Книга: Беглец из рая
Назад: 1
Дальше: 3

2

Ни шатко ни валко бродит Марьюшка по избе, но дело-то из рук не выпадает, пока не валится. Вот и самовар зачуфыкал, взгромоздился пузатый на стол, и пироги, как жареные караси, заняли свое место; хотя печеному-вареному не долог век, и брюхо добра не помнит, но есть и у деревенской стряпни особенные, непередаваемые в словах минуты, когда ласкает она взгляд печищанина, как малое дитя, которое хочется погладить ладонью, как бы снять с доверчивой макушки телесную теплоту и упрятать ее в сердце, будто пенку с топленого молока. И несколько минут глядит на них старенькая зачарованно, словно боится распушить, распугать, разрушить порядок пирогов на столе и лишить их самодовольной жизни.
«Столько и нажились, – наверное, подумает каждый, жалостливо провожая взглядом последний пирог, исчезающий в ненасытном животишке. – И, эх, милай, только народился, и уж помирать пора; вроде и зазря на свет белый пихались, гордовато млели, пухли в яром печном жару, претерпевая страдания, подпрыгивая на каленом железном противне. А может, и не зря – все же человечью жизнюшку продлили, душу повеселили, подтолкнули ее, пусть и на мгновенную, скоро угасающую, но радость быванья на матери-земле».

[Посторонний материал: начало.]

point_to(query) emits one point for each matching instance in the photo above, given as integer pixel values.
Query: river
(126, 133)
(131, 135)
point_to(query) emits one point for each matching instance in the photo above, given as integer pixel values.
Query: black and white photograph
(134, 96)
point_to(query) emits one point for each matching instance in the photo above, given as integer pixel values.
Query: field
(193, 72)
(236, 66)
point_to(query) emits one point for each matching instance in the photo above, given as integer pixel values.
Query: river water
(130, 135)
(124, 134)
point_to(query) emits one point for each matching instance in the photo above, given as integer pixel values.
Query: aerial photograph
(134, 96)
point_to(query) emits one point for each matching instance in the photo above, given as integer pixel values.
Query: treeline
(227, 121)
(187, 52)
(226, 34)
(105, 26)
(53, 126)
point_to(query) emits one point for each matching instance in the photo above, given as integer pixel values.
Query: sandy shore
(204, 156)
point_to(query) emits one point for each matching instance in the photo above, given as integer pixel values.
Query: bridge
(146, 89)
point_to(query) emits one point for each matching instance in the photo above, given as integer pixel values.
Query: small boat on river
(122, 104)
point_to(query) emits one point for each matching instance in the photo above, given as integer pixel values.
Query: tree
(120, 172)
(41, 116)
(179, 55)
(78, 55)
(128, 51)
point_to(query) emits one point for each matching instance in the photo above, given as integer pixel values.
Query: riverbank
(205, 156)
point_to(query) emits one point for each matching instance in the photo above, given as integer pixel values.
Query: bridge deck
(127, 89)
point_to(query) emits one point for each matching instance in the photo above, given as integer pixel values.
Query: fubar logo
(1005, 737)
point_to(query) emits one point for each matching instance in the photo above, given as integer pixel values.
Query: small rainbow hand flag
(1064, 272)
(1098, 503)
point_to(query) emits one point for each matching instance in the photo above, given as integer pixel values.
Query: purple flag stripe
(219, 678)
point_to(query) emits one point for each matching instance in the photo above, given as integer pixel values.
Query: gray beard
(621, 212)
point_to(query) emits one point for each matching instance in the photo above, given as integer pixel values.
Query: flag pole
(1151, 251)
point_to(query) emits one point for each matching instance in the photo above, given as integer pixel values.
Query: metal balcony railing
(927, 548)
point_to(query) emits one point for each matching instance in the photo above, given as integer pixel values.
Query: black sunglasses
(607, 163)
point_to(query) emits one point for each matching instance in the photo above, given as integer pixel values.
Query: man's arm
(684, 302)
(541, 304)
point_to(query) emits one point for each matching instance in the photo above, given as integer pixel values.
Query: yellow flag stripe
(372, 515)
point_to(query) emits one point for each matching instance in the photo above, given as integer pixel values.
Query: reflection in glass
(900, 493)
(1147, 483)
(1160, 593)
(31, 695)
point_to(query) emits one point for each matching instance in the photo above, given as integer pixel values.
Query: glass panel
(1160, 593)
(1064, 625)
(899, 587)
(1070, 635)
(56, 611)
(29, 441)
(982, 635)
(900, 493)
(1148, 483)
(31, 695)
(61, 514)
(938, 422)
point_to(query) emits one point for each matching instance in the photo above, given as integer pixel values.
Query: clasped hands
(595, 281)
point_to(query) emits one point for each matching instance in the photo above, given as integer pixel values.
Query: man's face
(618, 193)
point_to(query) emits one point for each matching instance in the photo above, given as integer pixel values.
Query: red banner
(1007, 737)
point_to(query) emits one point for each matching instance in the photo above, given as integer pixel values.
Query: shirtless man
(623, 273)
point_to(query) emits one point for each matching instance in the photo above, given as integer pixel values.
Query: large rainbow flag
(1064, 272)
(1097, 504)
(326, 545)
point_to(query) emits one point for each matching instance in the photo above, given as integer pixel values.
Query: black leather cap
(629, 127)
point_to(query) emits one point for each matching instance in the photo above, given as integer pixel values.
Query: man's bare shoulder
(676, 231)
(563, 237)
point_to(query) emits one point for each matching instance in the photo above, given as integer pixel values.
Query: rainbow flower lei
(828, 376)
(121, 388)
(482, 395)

Я сгорбатился за столом, как кошак у блюдца с молоком, уже не видя в нем интереса, и в тихом благорастворении, лежащем на лице Марьи Степановны, никак не могу отыскать для себя укрепы. Перевожу взгляд в бокастый самовар, занимающий всю вселенную, и нахожу там кривое расплывшееся рыло с седым клочем бороды, редкое облачко заснеженных волос, похожих на отцветающую шапку плешивца, – дунь ветер, отлетят пуховинки с одуванчика, – мясистые уши топориком.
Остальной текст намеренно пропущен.